Cab’s case over space dismissed |

Cab’s case over space dismissed

Melanie Wong
Vail, CO Colorado

EAGLE COUNTY – A district judge has dismissed a taxi company’s lawsuit against Eagle County over a lost bid for counter space at the airport.

The July 31 decision was a summary judgment that dismissed Vail Valley Taxi’s case on the grounds that there were not sufficient facts for a trial, said county attorney Bryan Treu.

District court judge R. Thomas Moorhead’s decision ended a dispute that started in December 2005.

Vail Valley Taxi, a Minturn-based company, had submitted a bid against two other companies for three-year leases on limited counter space in the airport terminal. Vail Valley Taxi submitted the lowest bid by more than $10,000, and two other companies, Hy-Mountain Transportation and Colorado Mountain Express, got the counter space.

Vail Valley Taxi co-owners Daniel Booz and Cheryl Emmeluth then filed the lawsuit, claiming they were the only company that met the bid requirements. The company claimed they lost the bid because county authorities simply did not like Booz.

According to the judgment, the company’s claim that they were the only bidder who could take passengers statewide as specified by their Colorado Public Utilities Commission license, was not a grounds for a lawsuit. The other companies could only operate within a certain range of the airport.

“We’re just trying to provide service to the public. We can go from Eagle to Denver, to Summit and Grand Junction,” said Emmeluth. The other taxi company that won the bid can only operate within a 50-mile radius, she said.

But the judgment said that even Vail Valley Taxi cannot operate throughout the whole state, referring to a 10-mile radius of an Aspen intersection that the company cannot work in.

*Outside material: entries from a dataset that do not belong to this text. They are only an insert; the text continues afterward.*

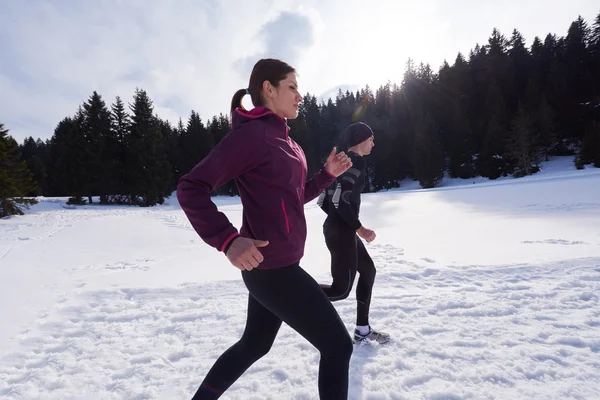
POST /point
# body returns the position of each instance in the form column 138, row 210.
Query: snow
column 489, row 289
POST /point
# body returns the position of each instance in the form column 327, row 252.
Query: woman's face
column 285, row 99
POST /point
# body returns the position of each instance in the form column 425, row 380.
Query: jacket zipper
column 287, row 221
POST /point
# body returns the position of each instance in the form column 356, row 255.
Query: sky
column 193, row 55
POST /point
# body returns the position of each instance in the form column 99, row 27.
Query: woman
column 270, row 173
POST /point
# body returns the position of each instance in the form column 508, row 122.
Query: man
column 343, row 230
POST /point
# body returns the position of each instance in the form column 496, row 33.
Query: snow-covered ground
column 490, row 290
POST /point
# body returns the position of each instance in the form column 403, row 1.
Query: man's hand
column 366, row 234
column 243, row 253
column 337, row 164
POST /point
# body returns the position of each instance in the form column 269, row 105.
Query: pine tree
column 148, row 173
column 32, row 153
column 521, row 146
column 120, row 122
column 68, row 152
column 101, row 149
column 15, row 178
column 590, row 149
column 428, row 155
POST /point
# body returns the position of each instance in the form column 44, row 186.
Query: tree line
column 498, row 111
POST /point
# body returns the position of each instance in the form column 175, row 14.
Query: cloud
column 195, row 54
column 286, row 37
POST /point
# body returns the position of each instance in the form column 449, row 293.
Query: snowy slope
column 490, row 290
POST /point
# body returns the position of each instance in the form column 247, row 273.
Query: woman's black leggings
column 349, row 256
column 289, row 295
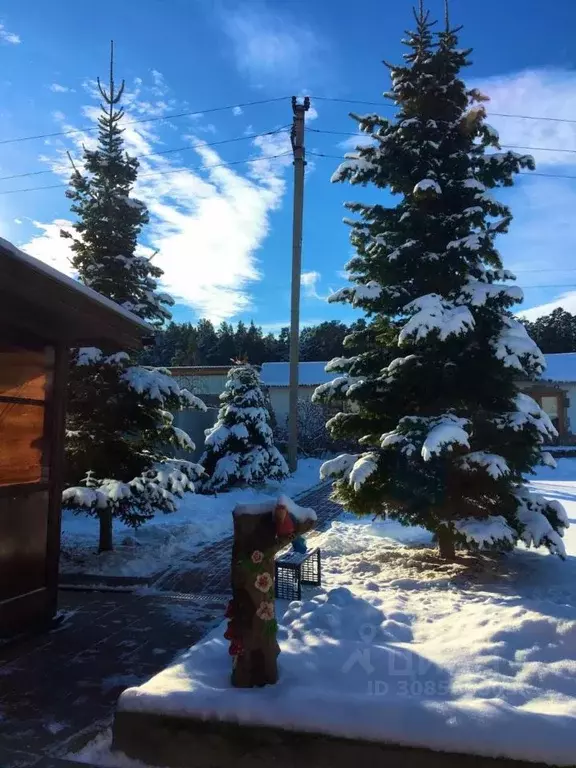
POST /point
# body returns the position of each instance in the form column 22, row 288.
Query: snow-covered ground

The judge ruled that they were simply out-bid and that the county acted fairly in the bid process. Moorhead also ruled that the company could not back up the claim that the lost bid was due to any personal animosity against Booz.

“You have to convince the judge you have a case, and they didn’t,” Treu said.

But Booz said he does not buy it.

“Apparently (the county authorities) don’t like my candid nature. I speak the truth and they can’t handle the truth,” he said. He said his company has been forced to operate from phone kiosks in the terminal instead of personally from behind a counter.

Emmeluth said the company has had an excellent record of service for the almost 20 years it has been in business. She attributes the judgment to the fact that “the judges in this county and administrators are just too familiar with each other.”

They are considering an appeal, she said.

The three-year counter space leases are up this year, and the county will decide within the next couple months whether to simply extend the existing contracts or go through the bid process again, said Treu.

Booz said if there is a bid again, he will be in line to win it.

The company is also involved in an ongoing appeal over a 1-year suspension from the airport terminal in 2006. Vail Valley Taxi was banned from having any of its employees actually inside the terminal because they had violated rules specifying the number of drivers a company could have inside the terminal at a time.